People buzzed past me on either side, speaking in languages that I couldn’t understand or identify. I was in a train station in Denmark. It was a beautiful day, sun cast down and warmed the city. I walked through a park next to the train station, wrote in my journal and ate a granola bar from my diminishing stash. My train was scheduled to depart in an hour and I sat on a bench alone watching the families stroll past me.
While my mind wandered and I suppressed the ever-lurking stress in the back of my mind, I tried to plan where I could sleep for the next few days. I was alone in Europe, with nothing more than a ten pound backpack and a tracking phone with only a few minutes left on it. A man was suddenly sitting next to me on the bench, interrupting my thoughts and peering into my face.

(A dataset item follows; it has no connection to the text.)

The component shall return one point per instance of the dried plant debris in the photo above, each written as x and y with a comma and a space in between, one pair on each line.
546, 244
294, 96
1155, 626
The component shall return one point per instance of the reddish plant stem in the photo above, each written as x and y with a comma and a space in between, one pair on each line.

“Hello,” he spoke to me in a thick accent. He had dark skin and dark hair, he looked to be maybe Indian. He wore an orange shirt I remember. I couldn’t identify his accent. Before I knew it, he was talking and talking, his eyes searched the crowd around me. He started asking me questions about our government, about where I was from. He pried and pushed, even yelled with excitement as he spoke about President Bush and his disagreement with our government. I hardly listened to him, I was so distracted by his sudden approach. Paranoia took hold, I remember how people had warned me of getting robbed and how careful I should be traveling alone. My money and passport were secure under my shirt. I pulled my backpack closer, wrapped my legs around it and held the strap with both hands. He spoke on. I wondered if he was distracting me and he had friends that were watching in the crowd and waiting to pounce upon me. Beads of nervous sweat formed on my forehead. Finally, when I began to wonder if he would ever leave me alone, a tall white man sat next to me and opened a newspaper. The man in the orange shirt glanced at him. “Oh is this your father?” he asked. Startled, I realized it was my out. I nodded and scooted a few inches closer to the man holding the newspaper.

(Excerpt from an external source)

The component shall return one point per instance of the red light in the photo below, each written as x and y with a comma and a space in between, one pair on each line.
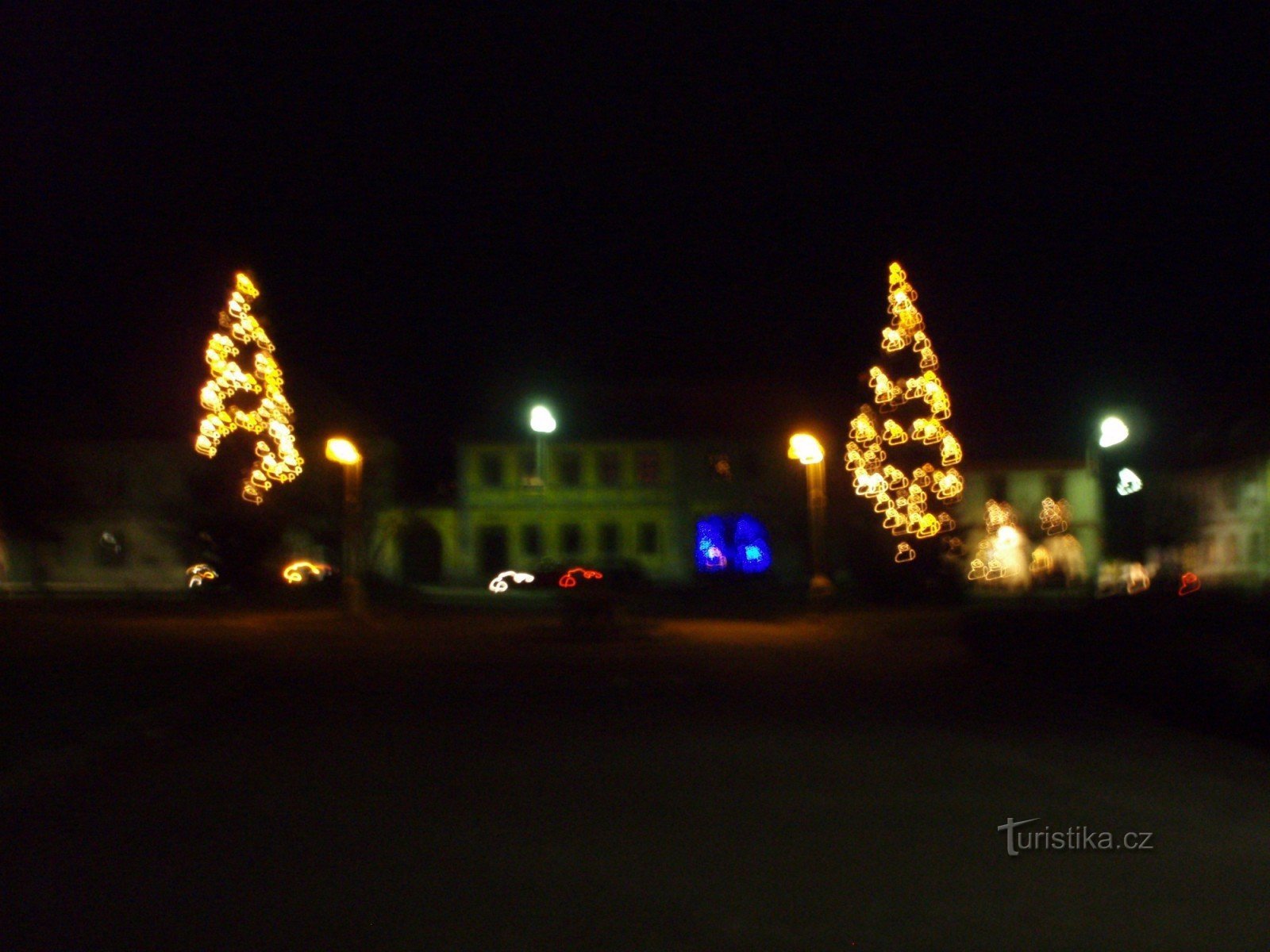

After Orange Shirt had left, with a nonchalant wave, I breathed a sigh of relief and realized all my muscles were tense. Had the man been a threat? Was he just genuinely nice? Was my fear an overreaction? It made me wonder. Had society trained us to be wary and afraid of strangers, suspicious of even the honestly nice passerby? I look back and think that my interaction with Orange Shirt could have ended in a much worse manner, I was a hundred and ten pound, eighteen year old girl traveling through Europe alone after all. But it didn’t and I still wonder if he was just being nice to me or if he had ulterior motives.